Punishing doctors for medical misinformation won’t occur in a political vacuum—it will make martyrs of the outcasts and could end up undermining the medical licensing system. Already, Tennessee and North Dakota have passed laws prohibiting medical licensing boards from taking action based on prescribing ineffective COVID drugs like hydroxychloroquine or ivermectin, and similar bills have been introduced in at least 20 other states. It’s unlikely the involvement of the medical powers that be would even solve much, though it could come with a steep political cost. When it comes to the most harebrained ideas, the typical physician isn’t plucking them out of thin air. According to a recent report by the Center for Countering Digital Hate, only 12 people are responsible for almost two-thirds of COVID vaccine–related mis- and disinformation on social media. Doctors peddling misinformation are a symptom, not a cause of the problem.

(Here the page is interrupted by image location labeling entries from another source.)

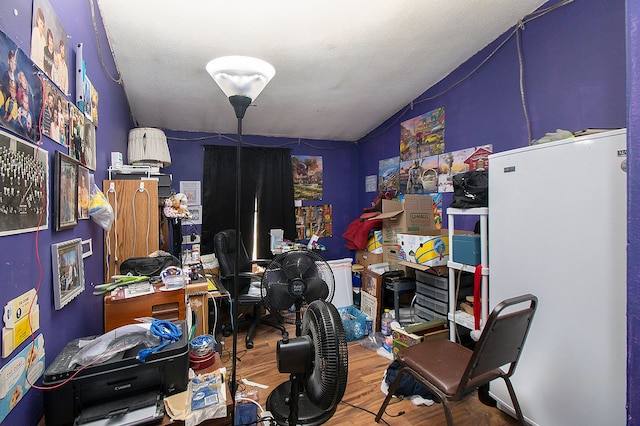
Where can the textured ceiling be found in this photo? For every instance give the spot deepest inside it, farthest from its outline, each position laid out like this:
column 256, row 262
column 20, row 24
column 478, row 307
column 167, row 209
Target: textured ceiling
column 342, row 67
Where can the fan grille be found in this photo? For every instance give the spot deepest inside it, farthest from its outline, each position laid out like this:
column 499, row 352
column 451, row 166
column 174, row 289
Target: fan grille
column 327, row 382
column 297, row 276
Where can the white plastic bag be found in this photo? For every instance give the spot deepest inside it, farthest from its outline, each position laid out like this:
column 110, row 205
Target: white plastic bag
column 99, row 208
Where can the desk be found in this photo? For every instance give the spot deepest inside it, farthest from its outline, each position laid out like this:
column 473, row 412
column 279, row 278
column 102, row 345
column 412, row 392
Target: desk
column 162, row 305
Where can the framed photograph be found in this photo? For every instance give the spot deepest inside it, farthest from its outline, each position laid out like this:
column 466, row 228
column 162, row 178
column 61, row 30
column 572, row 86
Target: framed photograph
column 191, row 188
column 196, row 215
column 23, row 200
column 65, row 192
column 83, row 192
column 68, row 271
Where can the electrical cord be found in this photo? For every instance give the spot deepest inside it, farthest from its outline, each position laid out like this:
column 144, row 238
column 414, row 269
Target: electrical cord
column 368, row 411
column 168, row 333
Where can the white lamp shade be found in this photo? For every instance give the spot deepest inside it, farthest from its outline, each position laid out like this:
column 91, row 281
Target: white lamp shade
column 148, row 146
column 241, row 75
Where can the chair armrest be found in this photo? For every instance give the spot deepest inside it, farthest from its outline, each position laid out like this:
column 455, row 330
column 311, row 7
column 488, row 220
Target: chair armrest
column 261, row 262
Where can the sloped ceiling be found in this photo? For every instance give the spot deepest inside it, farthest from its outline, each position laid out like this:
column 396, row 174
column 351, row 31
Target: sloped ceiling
column 342, row 67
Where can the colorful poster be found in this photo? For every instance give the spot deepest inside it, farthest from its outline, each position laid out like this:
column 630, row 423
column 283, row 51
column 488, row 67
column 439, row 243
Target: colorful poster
column 422, row 136
column 307, row 177
column 20, row 92
column 314, row 220
column 49, row 44
column 17, row 376
column 388, row 180
column 419, row 176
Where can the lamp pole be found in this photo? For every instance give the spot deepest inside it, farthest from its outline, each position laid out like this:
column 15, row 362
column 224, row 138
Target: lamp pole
column 240, row 104
column 241, row 78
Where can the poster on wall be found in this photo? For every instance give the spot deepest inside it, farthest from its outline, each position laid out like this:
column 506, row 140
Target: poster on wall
column 20, row 92
column 314, row 220
column 422, row 136
column 24, row 173
column 49, row 44
column 55, row 114
column 388, row 180
column 419, row 176
column 76, row 134
column 17, row 375
column 307, row 177
column 437, row 209
column 89, row 145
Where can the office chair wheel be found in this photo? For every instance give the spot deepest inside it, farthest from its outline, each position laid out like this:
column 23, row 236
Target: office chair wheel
column 227, row 330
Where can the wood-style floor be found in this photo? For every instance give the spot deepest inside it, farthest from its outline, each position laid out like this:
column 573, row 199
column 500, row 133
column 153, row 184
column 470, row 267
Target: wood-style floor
column 363, row 396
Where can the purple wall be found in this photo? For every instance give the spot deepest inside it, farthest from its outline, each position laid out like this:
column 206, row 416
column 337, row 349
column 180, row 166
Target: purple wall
column 84, row 315
column 338, row 168
column 575, row 77
column 633, row 209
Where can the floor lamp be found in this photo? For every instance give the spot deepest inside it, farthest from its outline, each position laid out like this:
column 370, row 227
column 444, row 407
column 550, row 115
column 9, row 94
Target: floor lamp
column 241, row 78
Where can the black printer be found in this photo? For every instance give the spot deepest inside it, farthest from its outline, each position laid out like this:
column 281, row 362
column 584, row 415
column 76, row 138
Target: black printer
column 116, row 387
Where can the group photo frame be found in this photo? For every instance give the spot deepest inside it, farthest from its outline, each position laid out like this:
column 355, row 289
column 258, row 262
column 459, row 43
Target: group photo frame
column 65, row 192
column 68, row 271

The urge for medical boards to do something is understandable, but the hard truth is that misinformation may be a social problem that boards and certifying organizations aren’t equipped to handle. Setting aside the problems in defining what is or isn’t true, at the heart of many misinformation wars are not facts but values. Whether or not parents should be able to opt out of vaccines for their children, whether or not pregnant people should be able to access abortions—those are not scientific questions, but legal and moral ones. Regardless of the anti-choice Ohio nurse’s misuse of the term birth control, her central contention is that abortion shouldn’t be a part of routine health care. The American College of Obstetricians and Gynecologists contention is that it should. This simply isn’t resolvable with facts.

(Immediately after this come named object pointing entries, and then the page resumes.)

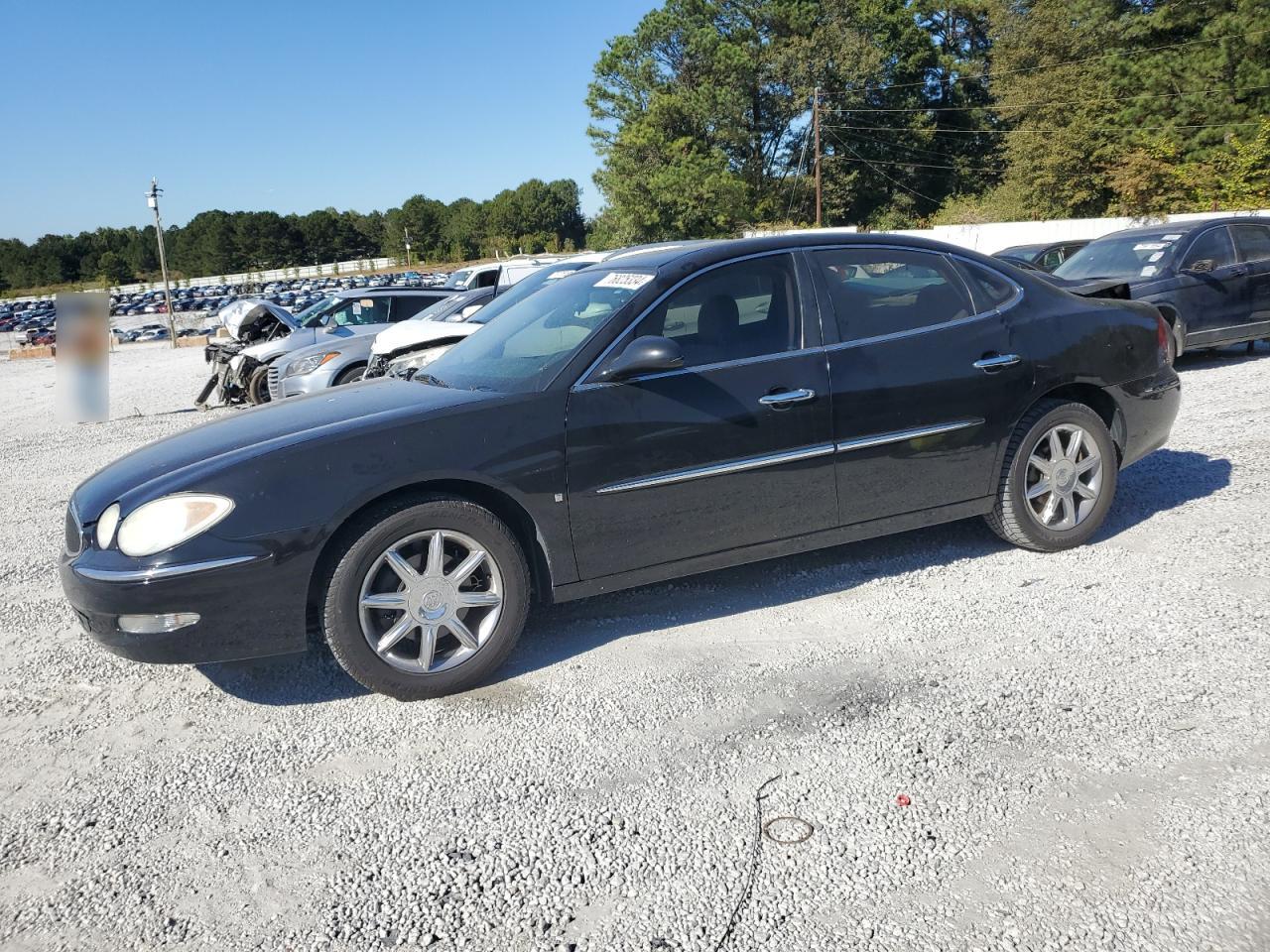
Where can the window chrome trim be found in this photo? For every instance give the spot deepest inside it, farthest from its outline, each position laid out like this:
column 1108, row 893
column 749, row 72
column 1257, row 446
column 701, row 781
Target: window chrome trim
column 699, row 472
column 160, row 571
column 880, row 439
column 603, row 354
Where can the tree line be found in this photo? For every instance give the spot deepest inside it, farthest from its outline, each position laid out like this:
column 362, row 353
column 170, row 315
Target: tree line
column 930, row 113
column 536, row 216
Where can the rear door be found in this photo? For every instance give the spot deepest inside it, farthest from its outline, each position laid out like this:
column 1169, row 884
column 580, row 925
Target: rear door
column 1252, row 246
column 730, row 451
column 925, row 379
column 1211, row 289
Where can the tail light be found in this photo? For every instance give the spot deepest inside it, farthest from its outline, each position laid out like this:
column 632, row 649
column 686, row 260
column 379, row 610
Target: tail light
column 1164, row 340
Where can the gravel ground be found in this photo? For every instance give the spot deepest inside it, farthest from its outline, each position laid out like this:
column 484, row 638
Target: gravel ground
column 994, row 749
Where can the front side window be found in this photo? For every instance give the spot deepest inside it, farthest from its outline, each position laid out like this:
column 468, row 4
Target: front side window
column 536, row 336
column 742, row 309
column 1213, row 245
column 1252, row 241
column 409, row 306
column 880, row 291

This isn’t to say that medical authorities should let themselves be bullied, but they should understand that prosecuting practitioners over facts, when the real problem is differing values, could allow things to backfire. After all, if the onslaught of Republican bills attempting to defang the medical licensure system is any hint, medical boards would be served by taking a light touch to discipline, or they could find their hands tied for years to come.